Питер Моррис. «Тоталитарный роман»
«Тоталитарный роман» — это, возможно, первое крупное художественное произведение, родившееся непосредственно в «телеграме». Все началось как игра двух авторов, Дмитрия Петровского («Роман с автоматом», «Дорогая, я дома») и Ольги Шведовой. Оба начали публиковать в своих тг-каналах фрагменты никому неизвестной книги. Иногда это были небольшие отрывки, иногда — целые главы. Разные герои, разные эпохи и места, разные сюжеты. Все они были подписаны: Питер Моррис, «Тоталитарный Роман». Получился цикл новелл о любви. О любви, которая возникает на сломе эпох, в тоталитарных структурах и государствах (Испания эпохи инквизиции, Италия Муссолини, гитлеровская Германия). А поскольку в такие времена она расцветает особенно остро, и романы эти бывают особенно кровавы— их эхо долго звучит уже после того, как герои мертвы, а мифы о них ложатся кирпичиками в фундамент новой, грядущей и пока неизвестной нам эпохи. Эта книга — попытка возвращения к романтическим корням литературы, к ее мифологическим основам — когда все литературные игры уже сыграны, все жанры прожеваны, и самое время начать с чистого листа.
Полюбите Тоталитаризм как его любим мы.
Игорь Молотов
Ехал Голдинг через Эко
Как выяснилось, книга Клетинича в этом сезоне не единственная склеена из историй разных людей и эпох. Читать книгу Шведовой и Петровского значительно легче, она более увлекательна, но вместе с тем не представляется оригинальной. Это, в общем, некий сильно облегченный сплав западной историко-приключенческо-эротической литературы.
Авторы весело проводили время в телеграме, перерабатывая свой культурный багаж в увлекательные (но несколько однообразные) рассказы про мужчин в исторических костюмах, которые находили прекрасных женщин и переживали в связи с этим некие эротические фантазии. В книге ощущается навязчивый страх потери зрения – то у слепой испанской фрейлины закровоточили глаза после того как скульптор покромсал лицо Святой Девы, сделанной с нее, то некий рыцарь, раненый и подобранный сарацинкой, обретает зрение и заодно женские ласки, то пленник германцев получает гвоздь в глаз от прекрасной девушки. Ну и, конечно, некий древний шумерский эдип возжелал жену своего отца. Короче, все по Фрейду. Описания женщин – всегда загадочных, манящих и обладающих какой-то магической привлекательньстью – вызвали у меня легкую тошноту. Тоталитарный роман? Какой еще тоталитарный роман? МБ, под «тоталитарным» авторы имели в виду Кровавый Режим, который заставил их шушукаться в будуарах, отделанных в стиле рококо?

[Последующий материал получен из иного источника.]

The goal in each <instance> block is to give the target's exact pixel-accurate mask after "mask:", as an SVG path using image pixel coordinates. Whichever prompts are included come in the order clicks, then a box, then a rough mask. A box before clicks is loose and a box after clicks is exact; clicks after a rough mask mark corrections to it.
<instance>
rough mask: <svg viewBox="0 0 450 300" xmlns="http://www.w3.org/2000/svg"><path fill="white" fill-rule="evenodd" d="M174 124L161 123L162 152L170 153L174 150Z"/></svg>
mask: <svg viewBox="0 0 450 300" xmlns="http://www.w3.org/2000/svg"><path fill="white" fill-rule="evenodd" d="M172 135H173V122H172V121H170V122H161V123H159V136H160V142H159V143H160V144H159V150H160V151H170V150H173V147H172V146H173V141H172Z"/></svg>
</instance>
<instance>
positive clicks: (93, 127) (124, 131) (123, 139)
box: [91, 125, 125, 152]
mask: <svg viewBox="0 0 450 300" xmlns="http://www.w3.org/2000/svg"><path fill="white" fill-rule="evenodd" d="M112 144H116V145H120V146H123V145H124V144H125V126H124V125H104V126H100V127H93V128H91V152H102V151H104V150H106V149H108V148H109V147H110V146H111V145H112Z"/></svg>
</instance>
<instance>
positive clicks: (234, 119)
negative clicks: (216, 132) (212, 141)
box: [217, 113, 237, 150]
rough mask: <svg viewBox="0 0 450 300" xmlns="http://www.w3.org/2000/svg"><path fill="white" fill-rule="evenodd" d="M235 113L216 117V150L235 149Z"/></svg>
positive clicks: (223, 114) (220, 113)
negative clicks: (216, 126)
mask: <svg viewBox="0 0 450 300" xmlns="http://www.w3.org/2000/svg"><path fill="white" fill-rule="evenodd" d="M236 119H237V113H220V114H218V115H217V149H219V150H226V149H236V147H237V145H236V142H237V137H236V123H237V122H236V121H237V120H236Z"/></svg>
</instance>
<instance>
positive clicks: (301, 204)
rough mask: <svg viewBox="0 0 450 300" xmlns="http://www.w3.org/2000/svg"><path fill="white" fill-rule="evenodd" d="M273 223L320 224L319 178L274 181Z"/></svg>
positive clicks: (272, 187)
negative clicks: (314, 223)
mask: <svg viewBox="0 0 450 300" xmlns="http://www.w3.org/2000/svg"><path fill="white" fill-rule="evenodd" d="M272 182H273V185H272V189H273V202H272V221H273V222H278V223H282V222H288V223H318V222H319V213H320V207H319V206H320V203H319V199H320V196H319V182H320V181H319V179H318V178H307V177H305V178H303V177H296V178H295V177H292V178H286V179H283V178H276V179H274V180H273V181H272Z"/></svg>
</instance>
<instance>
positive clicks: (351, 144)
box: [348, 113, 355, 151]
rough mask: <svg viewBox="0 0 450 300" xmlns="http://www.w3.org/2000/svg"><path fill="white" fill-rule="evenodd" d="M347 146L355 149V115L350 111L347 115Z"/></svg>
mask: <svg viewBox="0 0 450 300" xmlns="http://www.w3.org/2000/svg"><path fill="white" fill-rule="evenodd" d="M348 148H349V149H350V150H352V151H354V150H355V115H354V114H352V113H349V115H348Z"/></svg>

Эта книга может быть интересна молодым людям, мало знакомым с европейской литературой 19-20 вв, не державшим в руках книги Флобера, Форстера, Уайльда, Фейхтвангера, Т. Манна, Кутзее, Дрюона, Голдинга, Эко и пр. Естественно, ни о каком общечеловеческом смысле, личном проживании опыта, катарсисе и т. д. в этих занимательных историческо-эротических рассказах не может быть и речи, но они довольно мило написаны и помогут думающей молодежи скоротать коронавирусные каникулы.
Питер Моррис «Тоталитарный роман»
Литературная маска «Питер Моррис» принадлежит Ольше Шведовой и Дмитрию Петровскому, которые начали писать эту историю в рамках канала «Телеграм», о чем и рассказывают в кратком введении.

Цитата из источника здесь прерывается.